The cooks at El Diablo restaurant in the Canary Islands use the heat from a still-active volcano to cook their meat instead of utilizing fire, electricity, or natural gas.
A restaurant in the Canary Islands is raising the bar on barbecue.
El Diablo’s chefs cook their steak over a live volcano instead of using fire, electricity, or natural gas.
Rather than erupting with lava as it hasn’t done since 1824, the unique grill is heated to a temperature of between 400 and 600 degrees Celsius thanks to an iron grate placed over a round basalt pit.
Using a geothermal burner, the El Diablo cooks prepare lamb, poultry, and fish for use in traditional Canarian recipes. Though a special Tuesday evening reservation can be made in advance for 50 euros, which includes a tour, a three-course meal, and transportation to and from nearby hotels, it is best to arrive early for dinner because the kitchen closes at 3:30 pm.

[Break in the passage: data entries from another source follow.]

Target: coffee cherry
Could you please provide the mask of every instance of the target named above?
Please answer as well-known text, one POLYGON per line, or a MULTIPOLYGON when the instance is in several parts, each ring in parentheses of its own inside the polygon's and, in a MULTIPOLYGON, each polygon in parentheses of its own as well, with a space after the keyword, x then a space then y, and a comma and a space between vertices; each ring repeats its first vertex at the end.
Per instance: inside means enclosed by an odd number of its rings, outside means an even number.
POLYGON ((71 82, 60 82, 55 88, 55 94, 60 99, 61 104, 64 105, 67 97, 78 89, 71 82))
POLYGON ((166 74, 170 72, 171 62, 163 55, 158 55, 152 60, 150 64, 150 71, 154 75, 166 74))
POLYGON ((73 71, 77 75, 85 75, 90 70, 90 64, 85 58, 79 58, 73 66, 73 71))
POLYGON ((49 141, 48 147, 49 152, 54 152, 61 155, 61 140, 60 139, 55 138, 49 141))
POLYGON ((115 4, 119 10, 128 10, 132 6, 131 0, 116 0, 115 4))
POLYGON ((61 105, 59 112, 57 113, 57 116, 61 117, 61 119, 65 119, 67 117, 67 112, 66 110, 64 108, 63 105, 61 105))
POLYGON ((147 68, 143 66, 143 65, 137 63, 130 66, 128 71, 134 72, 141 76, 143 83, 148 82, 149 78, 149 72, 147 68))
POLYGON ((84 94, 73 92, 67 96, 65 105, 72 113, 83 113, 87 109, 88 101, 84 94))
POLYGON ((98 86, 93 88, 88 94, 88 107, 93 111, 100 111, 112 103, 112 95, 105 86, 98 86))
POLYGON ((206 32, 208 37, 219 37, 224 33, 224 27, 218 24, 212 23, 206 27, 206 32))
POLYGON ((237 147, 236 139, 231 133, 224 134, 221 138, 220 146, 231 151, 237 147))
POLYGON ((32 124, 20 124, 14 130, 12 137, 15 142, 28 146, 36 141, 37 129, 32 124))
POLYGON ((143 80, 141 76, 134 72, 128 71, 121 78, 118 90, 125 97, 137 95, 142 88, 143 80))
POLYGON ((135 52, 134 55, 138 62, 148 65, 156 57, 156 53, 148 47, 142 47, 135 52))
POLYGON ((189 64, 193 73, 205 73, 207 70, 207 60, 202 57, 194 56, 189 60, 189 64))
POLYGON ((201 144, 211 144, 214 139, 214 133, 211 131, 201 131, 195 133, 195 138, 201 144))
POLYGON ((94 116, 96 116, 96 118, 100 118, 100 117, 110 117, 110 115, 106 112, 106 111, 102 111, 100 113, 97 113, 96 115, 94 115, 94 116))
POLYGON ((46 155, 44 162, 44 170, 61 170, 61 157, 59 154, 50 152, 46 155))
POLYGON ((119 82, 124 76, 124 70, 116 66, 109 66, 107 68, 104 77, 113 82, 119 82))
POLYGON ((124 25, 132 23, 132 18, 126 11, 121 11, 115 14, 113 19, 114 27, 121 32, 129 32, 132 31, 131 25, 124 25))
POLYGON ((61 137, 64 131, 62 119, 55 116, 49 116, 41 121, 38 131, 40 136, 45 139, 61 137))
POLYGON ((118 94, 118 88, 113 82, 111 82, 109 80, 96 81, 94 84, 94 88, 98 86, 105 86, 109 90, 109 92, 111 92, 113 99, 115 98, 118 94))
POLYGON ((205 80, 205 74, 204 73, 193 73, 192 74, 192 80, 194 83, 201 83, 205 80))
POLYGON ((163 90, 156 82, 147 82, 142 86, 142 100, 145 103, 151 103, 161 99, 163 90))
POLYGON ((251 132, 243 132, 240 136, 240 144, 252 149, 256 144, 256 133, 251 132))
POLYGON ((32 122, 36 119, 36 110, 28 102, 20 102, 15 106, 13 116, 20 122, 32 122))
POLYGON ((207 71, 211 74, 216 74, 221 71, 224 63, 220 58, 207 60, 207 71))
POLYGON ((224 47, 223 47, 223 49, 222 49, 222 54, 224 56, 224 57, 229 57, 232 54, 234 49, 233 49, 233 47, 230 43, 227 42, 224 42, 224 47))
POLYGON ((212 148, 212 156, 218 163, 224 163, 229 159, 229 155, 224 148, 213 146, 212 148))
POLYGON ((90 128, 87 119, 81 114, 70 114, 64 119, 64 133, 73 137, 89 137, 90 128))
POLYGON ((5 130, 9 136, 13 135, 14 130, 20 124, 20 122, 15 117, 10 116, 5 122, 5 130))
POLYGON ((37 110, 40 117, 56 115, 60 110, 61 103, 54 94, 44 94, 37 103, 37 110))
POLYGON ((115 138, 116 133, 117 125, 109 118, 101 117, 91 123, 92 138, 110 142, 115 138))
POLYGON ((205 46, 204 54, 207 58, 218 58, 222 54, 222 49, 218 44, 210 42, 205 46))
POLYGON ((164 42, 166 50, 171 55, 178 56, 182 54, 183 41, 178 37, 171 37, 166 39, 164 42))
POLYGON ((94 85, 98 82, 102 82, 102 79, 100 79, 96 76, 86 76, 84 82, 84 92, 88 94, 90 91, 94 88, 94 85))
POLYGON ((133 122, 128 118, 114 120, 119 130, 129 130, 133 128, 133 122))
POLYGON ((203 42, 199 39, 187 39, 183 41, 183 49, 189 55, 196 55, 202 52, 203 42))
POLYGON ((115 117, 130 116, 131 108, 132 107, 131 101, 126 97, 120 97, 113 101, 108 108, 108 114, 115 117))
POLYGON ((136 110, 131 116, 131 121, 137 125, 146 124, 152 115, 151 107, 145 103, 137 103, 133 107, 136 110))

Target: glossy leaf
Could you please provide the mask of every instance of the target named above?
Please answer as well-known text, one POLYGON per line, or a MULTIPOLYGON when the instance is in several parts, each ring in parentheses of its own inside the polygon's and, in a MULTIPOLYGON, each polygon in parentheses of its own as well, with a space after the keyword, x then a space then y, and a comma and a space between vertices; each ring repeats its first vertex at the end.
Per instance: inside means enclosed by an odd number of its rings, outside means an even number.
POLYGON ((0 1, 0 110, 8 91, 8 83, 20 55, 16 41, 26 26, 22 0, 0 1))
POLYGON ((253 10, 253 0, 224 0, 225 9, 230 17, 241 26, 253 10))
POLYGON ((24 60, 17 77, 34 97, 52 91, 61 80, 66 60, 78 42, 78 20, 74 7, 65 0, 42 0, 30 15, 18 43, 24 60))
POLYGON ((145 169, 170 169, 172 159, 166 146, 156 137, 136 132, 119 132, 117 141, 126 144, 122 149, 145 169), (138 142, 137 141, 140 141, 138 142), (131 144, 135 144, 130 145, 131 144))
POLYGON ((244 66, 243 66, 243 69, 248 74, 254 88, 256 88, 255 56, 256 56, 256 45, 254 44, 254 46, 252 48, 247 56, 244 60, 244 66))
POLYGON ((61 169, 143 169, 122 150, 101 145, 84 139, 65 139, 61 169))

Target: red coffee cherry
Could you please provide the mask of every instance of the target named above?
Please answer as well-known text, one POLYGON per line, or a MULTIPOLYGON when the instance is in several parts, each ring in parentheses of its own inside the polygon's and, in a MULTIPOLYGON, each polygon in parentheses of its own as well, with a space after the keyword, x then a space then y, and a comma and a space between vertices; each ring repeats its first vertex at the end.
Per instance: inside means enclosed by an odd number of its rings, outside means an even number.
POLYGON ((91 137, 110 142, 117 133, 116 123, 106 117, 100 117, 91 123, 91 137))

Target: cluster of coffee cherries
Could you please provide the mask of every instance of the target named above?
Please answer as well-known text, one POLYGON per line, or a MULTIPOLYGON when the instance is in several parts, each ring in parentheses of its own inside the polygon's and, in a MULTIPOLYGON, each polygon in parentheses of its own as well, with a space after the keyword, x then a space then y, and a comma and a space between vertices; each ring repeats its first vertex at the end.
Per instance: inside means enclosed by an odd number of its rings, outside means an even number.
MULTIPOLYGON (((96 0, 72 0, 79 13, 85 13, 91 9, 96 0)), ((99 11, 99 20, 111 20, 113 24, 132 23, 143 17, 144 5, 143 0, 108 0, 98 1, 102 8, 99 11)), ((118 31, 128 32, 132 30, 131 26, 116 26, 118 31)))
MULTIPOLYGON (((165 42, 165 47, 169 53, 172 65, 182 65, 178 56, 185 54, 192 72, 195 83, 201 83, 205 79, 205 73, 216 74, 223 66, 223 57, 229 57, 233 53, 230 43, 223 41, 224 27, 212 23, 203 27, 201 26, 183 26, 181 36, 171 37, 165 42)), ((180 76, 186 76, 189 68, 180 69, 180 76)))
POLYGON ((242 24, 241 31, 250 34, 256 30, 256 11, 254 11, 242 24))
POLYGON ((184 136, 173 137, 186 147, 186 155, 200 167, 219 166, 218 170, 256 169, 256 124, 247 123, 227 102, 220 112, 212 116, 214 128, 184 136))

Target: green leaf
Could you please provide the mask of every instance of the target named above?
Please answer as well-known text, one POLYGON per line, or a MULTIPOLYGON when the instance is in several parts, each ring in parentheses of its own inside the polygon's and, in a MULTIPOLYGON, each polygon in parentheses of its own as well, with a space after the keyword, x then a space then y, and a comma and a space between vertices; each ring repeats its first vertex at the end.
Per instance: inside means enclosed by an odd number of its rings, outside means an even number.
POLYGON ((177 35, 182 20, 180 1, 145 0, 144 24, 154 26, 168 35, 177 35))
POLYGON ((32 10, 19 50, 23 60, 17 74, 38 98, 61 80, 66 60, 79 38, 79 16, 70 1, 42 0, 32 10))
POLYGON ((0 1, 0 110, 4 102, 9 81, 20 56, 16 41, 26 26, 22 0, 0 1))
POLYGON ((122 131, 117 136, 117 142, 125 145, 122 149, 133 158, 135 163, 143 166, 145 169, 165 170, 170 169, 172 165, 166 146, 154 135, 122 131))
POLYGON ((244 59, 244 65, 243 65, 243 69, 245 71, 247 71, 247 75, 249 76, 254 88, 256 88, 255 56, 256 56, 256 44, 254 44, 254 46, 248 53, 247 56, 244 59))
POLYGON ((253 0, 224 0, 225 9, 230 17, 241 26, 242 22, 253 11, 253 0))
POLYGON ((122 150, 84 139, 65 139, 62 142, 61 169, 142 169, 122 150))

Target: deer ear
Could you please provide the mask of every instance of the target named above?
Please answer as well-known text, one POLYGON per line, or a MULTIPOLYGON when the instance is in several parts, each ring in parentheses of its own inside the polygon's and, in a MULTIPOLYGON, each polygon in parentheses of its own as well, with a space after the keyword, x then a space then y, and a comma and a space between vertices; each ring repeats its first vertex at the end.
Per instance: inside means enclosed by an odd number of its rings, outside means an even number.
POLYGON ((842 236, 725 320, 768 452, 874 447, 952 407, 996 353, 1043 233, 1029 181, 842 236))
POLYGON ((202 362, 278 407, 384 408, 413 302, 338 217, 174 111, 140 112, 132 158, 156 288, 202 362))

In 1970, local architect César Manrique completed the construction of the volcano-powered kitchen as part of a commission to construct a restaurant atop a peak in the Fire Mountains, which are part of Timanfaya National Park on the island of Lanzarote. He and other designers constructed nine layers of basalt rock to serve as the restaurant’s base, leaving part of it exposed to the heat because they were unable to build the foundations because of the extreme heat of the ground.
Today, the restaurant‘s floor to ceiling windows provide sweeping views of the black lava fields, cones, craters, and volcanic calderas of the park. Because of little rainfall and government protection, the landscape hasn’t changed much since the previous eruption.